A forensic anthropologist working for the Smithsonian Institution National Museum of Natural History took the stand as a bone expert witness in the murder trial of a Virginia couple accused of killing their seven-month old son and burying his remains in their backyard. Prosecutors hope to use the disturbing testimony about the condition of the infant’s remains to put the parents behind bars for life as punishment for their extreme child neglect.
Virginia Couple Charged with Death of Infant Son
In 2011, police investigators responding to an alleged burglary found a severely neglected 6-year-old girl in a trailer belonging to Brian and Shannon Gore of Gloucester County, Virginia. The girl was found naked, emaciated, covered in her own feces, and trapped inside an upside-down crib that served as a makeshift cage. The trapped child was the Gore’s daughter, and both parents are currently serving 30-year jail sentences after pleading guilty in 2013 to aggravated malicious wounding and child abuse. While building a case against the Gores for the abuse and neglect of their daughter, investigators also found the remains of an infant buried underneath the shed outside of the couple’s home.
A medical examiner in Richmond determined that the baby was a boy at least 7 months old who had been born to the Gores in 2007 and dead by March of 2008. The medical examiner could not make a determination about cause of death, so prosecutors sent the remains to the Smithsonian team for a complete analysis. After receiving the autopsy results, prosecutors charged the Gores for killing the child by neglecting him, and called the lead researcher from the Smithsonian as a forensic expert witness to explain how the infant died.
Forensic Expert Witness Points to Evidence of Child Neglect
Dr. Douglas Owsley of the Smithsonian Institution took the stand in the Gore’s murder trial to speak for the seven-month infant who never had a chance at life because of the extreme neglect of his parents. Dr. Owsley examined the remains of the infant, and testified that it was his opinion that the baby suffered from extreme malnutrition because he was not getting enough to eat. Although Owsley did not offer a cause of death, his expert testimony suggested that the brittleness of the child’s bones pointed to malnutrition and neglect.
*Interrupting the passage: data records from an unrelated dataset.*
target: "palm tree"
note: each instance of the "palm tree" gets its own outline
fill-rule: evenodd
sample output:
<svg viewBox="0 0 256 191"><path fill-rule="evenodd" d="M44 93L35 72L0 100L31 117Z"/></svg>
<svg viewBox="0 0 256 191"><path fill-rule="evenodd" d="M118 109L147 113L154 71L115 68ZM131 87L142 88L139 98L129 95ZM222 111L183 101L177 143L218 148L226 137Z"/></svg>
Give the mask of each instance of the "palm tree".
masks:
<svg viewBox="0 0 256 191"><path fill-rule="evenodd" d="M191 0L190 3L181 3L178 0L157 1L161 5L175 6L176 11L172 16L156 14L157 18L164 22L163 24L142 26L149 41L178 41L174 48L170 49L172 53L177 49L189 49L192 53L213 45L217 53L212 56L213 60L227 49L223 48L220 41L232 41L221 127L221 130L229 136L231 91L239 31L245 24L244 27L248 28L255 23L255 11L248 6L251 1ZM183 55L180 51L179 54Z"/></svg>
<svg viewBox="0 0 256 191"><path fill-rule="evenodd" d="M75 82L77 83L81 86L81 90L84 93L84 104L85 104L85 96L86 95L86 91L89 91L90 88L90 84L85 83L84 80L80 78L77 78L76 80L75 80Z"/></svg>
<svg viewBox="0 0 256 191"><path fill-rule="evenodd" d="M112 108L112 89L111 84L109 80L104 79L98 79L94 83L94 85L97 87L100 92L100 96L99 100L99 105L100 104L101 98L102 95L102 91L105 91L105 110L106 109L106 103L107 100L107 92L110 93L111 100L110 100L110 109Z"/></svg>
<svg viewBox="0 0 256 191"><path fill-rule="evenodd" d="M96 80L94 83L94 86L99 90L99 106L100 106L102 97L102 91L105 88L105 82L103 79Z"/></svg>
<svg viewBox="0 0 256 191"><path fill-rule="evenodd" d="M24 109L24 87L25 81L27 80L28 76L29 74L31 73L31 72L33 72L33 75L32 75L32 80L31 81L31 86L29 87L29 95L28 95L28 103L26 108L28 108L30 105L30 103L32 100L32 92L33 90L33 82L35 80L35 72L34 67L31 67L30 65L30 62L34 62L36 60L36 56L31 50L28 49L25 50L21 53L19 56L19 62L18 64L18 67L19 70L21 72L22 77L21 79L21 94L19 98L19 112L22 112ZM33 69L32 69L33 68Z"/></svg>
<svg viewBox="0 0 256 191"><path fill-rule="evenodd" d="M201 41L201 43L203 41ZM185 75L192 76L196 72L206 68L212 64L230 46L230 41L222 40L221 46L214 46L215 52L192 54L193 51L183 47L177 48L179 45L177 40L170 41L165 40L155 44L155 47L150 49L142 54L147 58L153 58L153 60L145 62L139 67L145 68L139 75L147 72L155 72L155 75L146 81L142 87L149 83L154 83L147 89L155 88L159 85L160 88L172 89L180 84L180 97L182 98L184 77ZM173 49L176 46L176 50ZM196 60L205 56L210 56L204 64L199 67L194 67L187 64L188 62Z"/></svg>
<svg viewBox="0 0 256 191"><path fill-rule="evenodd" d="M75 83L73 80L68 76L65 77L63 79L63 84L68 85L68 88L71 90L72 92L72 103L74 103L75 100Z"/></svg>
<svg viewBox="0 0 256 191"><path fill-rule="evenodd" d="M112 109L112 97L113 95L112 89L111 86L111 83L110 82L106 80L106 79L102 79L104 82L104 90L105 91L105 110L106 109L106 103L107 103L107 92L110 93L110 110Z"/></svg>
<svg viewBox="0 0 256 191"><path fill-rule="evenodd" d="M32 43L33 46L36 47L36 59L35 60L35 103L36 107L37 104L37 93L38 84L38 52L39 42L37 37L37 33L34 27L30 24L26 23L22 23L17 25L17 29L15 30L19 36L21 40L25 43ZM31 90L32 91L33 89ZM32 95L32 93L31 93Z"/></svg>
Owsley told jurors that the baby’s bones were thin, fragile, and showing signs of osteoporosis because the body had been forced to rob the skeleton of the nutrients necessary to support the infant’s vital organs. Owsley could not rule out an illness causing the death, but said that the extreme tooth decay and lack of a birth defect pointed towards malnutrition. Further, expert forensic analysis by the Smithsonian team revealed that the boy’s skull was flat in the back, which indicated the child had spent extensive time lying on his back without being cared for. Owsley also testified that the skull had a small fracture because the bone was eroding due to lack of nutrients from food.
Attorneys for the Gores argue that Owsley’s expert testimony is biased against the couple, and based on the treatment of the daughter who was found malnourished and in a cage in the couple’s home. The defense argued that the couple cared for the child, held the body for days after his death, and even fashioned him a coffin to be buried in. Arguing that Owsley relied on questionable evidence, the Gore’s lawyer attempted to discredit his expert opinion and convince jurors that there is insufficient evidence to connect the couple to neglect and child abuse.